Sobre dirigir sua filha novamente, Helena afirmou que, às vezes, até se esquece de que são mãe e filha. "Tudo começou no teatro, e continuamos trabalhando muito juntas. Eu a conheço bem e a deixo com muita liberdade, assim como faço com todos os atores que dirijo."
Helena também diz que A Moça do Calendário traz de volta a maneira como ela começou a fazer cinema, ao mesmo tempo em que não sabe se resgatou o movimento do Cinema Novo e Cinema Marginal: "O meu jeito de fazer cinema é só meu, assim como trazer estes filmes que eu amo, os filmes de Rogério (como Copacabana Mon Amour) e suas cenas. É como se eu estivesse os revivendo de alguma maneira."
Ainda sobre o Cinema Marginal, a diretora registra uma questão: "Será que o cinema marginal existe? Eu talvez fosse uma representante deste cinema de vanguarda, mas não é o Cinema Marginal exatamente.
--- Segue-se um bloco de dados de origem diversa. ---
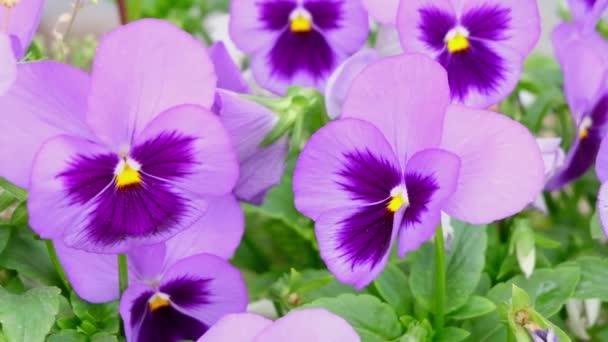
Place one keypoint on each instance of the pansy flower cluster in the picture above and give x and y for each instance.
(379, 120)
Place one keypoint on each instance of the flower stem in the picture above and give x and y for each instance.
(440, 281)
(58, 268)
(123, 273)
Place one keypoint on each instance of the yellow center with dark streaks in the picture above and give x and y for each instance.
(158, 302)
(458, 43)
(300, 24)
(396, 203)
(128, 176)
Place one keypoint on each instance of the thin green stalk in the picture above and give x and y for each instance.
(440, 281)
(58, 268)
(123, 273)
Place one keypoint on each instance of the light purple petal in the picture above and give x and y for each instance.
(443, 167)
(217, 171)
(141, 70)
(248, 124)
(23, 23)
(384, 11)
(219, 232)
(340, 81)
(493, 148)
(309, 325)
(246, 30)
(93, 276)
(229, 76)
(317, 181)
(228, 293)
(602, 206)
(601, 164)
(584, 62)
(242, 327)
(405, 97)
(51, 210)
(46, 100)
(8, 64)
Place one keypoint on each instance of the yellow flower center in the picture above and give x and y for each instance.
(458, 43)
(584, 128)
(9, 3)
(159, 300)
(300, 23)
(128, 175)
(396, 203)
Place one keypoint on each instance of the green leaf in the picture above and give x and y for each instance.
(475, 307)
(416, 331)
(103, 316)
(464, 267)
(29, 257)
(272, 243)
(451, 334)
(594, 272)
(6, 200)
(374, 320)
(5, 234)
(597, 232)
(549, 289)
(297, 288)
(30, 316)
(67, 336)
(104, 337)
(393, 287)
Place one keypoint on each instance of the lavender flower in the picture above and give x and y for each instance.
(583, 56)
(481, 43)
(297, 326)
(399, 157)
(178, 288)
(297, 42)
(131, 165)
(583, 9)
(247, 123)
(18, 23)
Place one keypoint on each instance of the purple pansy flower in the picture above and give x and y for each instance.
(18, 23)
(177, 289)
(247, 123)
(133, 165)
(297, 42)
(304, 325)
(481, 43)
(398, 157)
(582, 9)
(583, 56)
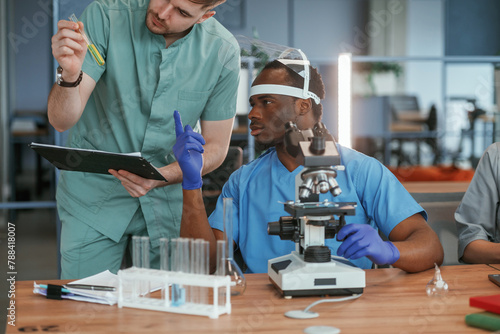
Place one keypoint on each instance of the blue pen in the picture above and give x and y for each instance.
(44, 286)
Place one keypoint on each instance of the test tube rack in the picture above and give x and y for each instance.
(161, 279)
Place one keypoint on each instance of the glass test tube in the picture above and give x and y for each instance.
(164, 262)
(221, 269)
(164, 254)
(199, 260)
(93, 50)
(180, 263)
(238, 282)
(140, 259)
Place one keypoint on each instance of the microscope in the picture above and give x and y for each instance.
(311, 269)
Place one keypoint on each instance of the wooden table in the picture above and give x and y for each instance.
(393, 302)
(437, 191)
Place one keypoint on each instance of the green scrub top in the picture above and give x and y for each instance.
(131, 110)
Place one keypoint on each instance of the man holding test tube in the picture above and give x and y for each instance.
(260, 188)
(159, 56)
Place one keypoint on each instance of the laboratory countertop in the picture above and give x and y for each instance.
(393, 302)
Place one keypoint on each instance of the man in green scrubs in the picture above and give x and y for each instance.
(160, 56)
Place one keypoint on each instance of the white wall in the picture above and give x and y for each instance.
(425, 37)
(4, 142)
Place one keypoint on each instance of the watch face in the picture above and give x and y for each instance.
(59, 75)
(62, 83)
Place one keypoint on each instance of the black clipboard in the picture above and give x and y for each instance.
(92, 161)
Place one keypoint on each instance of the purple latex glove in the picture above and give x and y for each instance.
(188, 150)
(363, 240)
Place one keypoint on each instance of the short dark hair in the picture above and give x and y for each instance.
(208, 3)
(316, 84)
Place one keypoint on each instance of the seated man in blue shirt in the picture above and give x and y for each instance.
(260, 188)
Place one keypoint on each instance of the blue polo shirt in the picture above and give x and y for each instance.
(260, 188)
(131, 110)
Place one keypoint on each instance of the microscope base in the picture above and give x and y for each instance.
(292, 276)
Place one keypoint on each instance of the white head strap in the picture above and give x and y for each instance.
(289, 90)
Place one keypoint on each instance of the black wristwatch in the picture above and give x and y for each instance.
(62, 83)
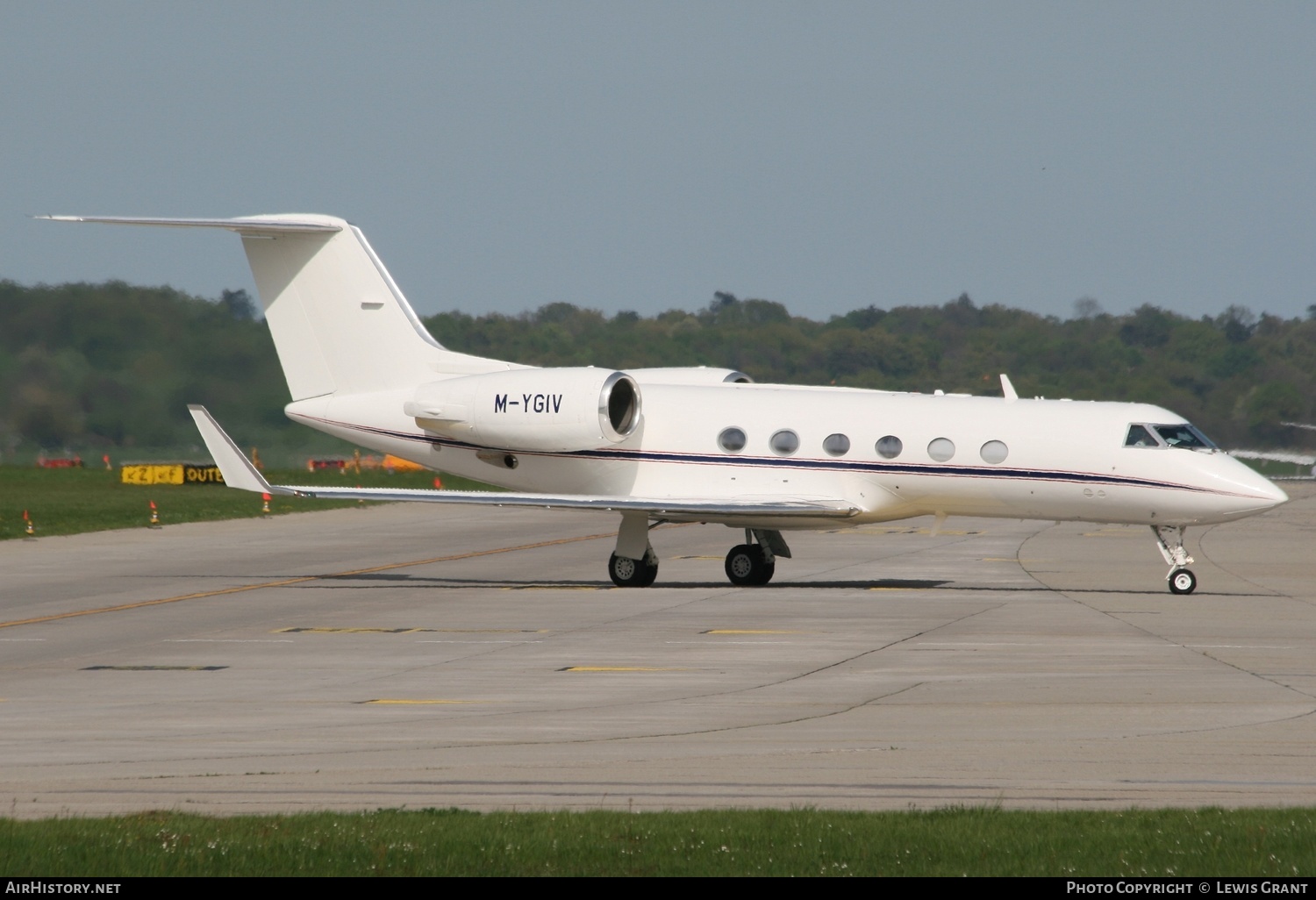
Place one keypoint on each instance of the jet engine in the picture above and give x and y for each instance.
(545, 410)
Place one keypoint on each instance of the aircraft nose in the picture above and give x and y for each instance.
(1263, 489)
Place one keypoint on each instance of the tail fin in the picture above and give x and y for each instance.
(339, 321)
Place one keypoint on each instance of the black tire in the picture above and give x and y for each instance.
(747, 568)
(650, 574)
(1182, 582)
(631, 573)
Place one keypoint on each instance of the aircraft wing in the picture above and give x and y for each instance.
(240, 473)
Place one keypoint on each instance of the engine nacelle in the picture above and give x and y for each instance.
(547, 410)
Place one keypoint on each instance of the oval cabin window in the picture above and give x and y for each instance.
(732, 439)
(784, 442)
(890, 446)
(836, 445)
(941, 449)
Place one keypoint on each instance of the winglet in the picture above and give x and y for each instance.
(237, 470)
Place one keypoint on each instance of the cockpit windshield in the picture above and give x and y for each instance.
(1184, 436)
(1168, 436)
(1140, 437)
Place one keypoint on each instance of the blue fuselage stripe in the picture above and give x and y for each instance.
(863, 468)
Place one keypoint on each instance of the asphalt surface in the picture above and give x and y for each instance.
(415, 657)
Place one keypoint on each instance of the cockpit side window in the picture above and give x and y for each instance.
(1184, 436)
(1140, 437)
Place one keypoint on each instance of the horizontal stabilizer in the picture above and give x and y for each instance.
(236, 468)
(245, 225)
(241, 474)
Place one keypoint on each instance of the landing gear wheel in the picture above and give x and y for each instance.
(747, 568)
(632, 573)
(1182, 582)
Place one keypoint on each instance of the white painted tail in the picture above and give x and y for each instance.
(339, 321)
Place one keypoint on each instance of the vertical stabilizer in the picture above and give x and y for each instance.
(339, 321)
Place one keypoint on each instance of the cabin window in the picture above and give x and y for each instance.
(1140, 437)
(732, 439)
(784, 442)
(836, 445)
(941, 449)
(890, 446)
(1184, 436)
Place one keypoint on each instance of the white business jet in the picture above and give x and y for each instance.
(697, 445)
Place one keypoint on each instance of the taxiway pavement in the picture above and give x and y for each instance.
(413, 657)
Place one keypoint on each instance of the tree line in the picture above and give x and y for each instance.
(112, 366)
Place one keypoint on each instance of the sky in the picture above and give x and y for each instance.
(642, 155)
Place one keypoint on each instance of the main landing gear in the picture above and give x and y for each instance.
(747, 565)
(1169, 539)
(633, 573)
(755, 562)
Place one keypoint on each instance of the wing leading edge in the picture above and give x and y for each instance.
(240, 473)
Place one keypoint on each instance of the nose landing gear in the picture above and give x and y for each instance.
(1170, 542)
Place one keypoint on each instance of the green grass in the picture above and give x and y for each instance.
(976, 841)
(75, 500)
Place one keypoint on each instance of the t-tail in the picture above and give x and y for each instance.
(339, 321)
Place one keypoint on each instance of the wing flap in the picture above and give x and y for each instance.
(240, 473)
(666, 507)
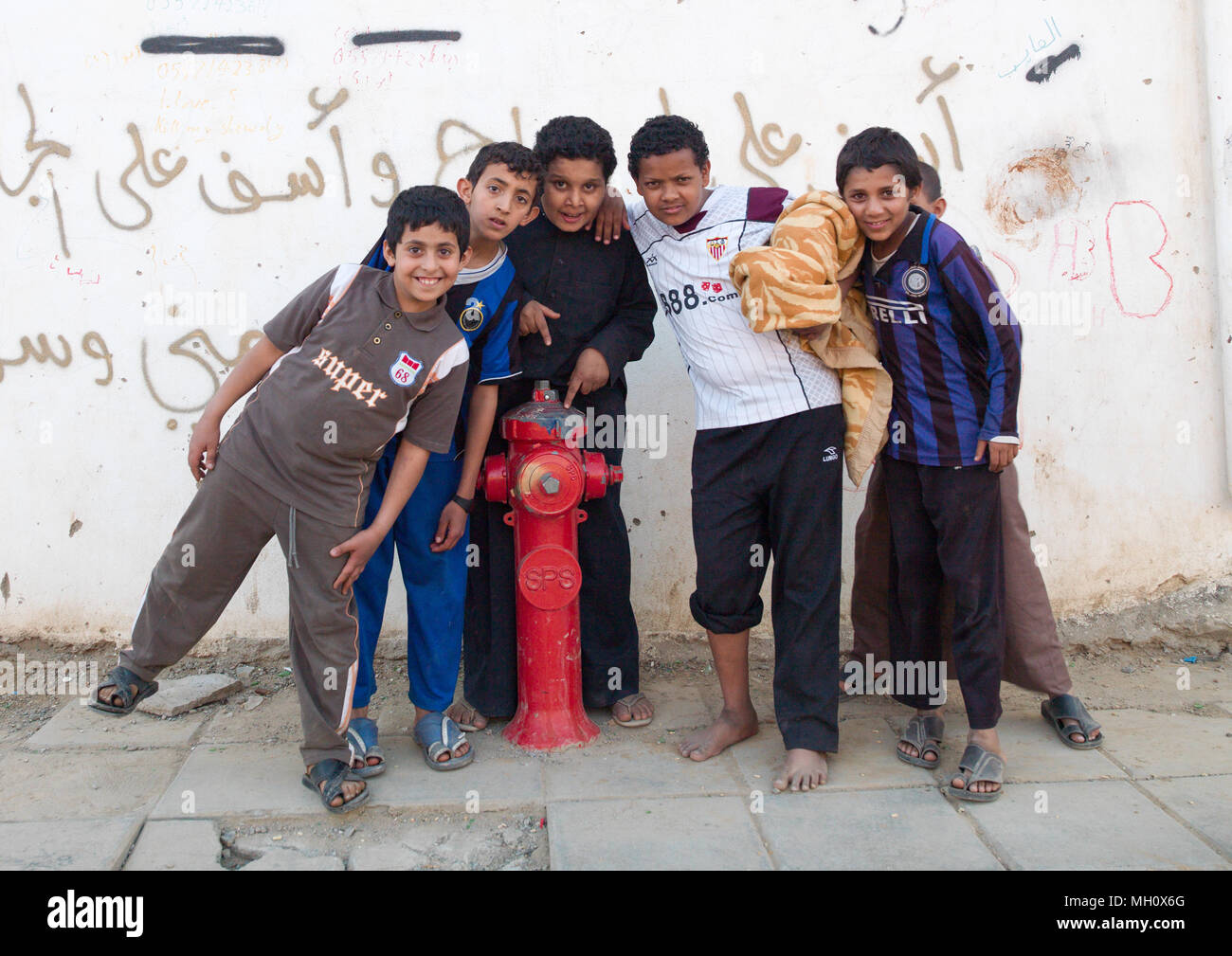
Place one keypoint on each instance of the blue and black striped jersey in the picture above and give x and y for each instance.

O que eu digo é que não fiz filmes marginais; eu fiz filmes sofisticados, cinematográficos. Tive a felicidade de trabalhar com grandes diretores... E esse cinema que eu faço é o cinema que pensa."
Nem sátira, nem drama: para Helena Ignez, seu A Moça do Calendário é uma fábula. "Considero ele desta forma. A sátira pode ser amorosa, mas a amorosidade aqui é uma característica. Se encaixaria melhor como uma fábula, principalmente no momento atual do nosso país."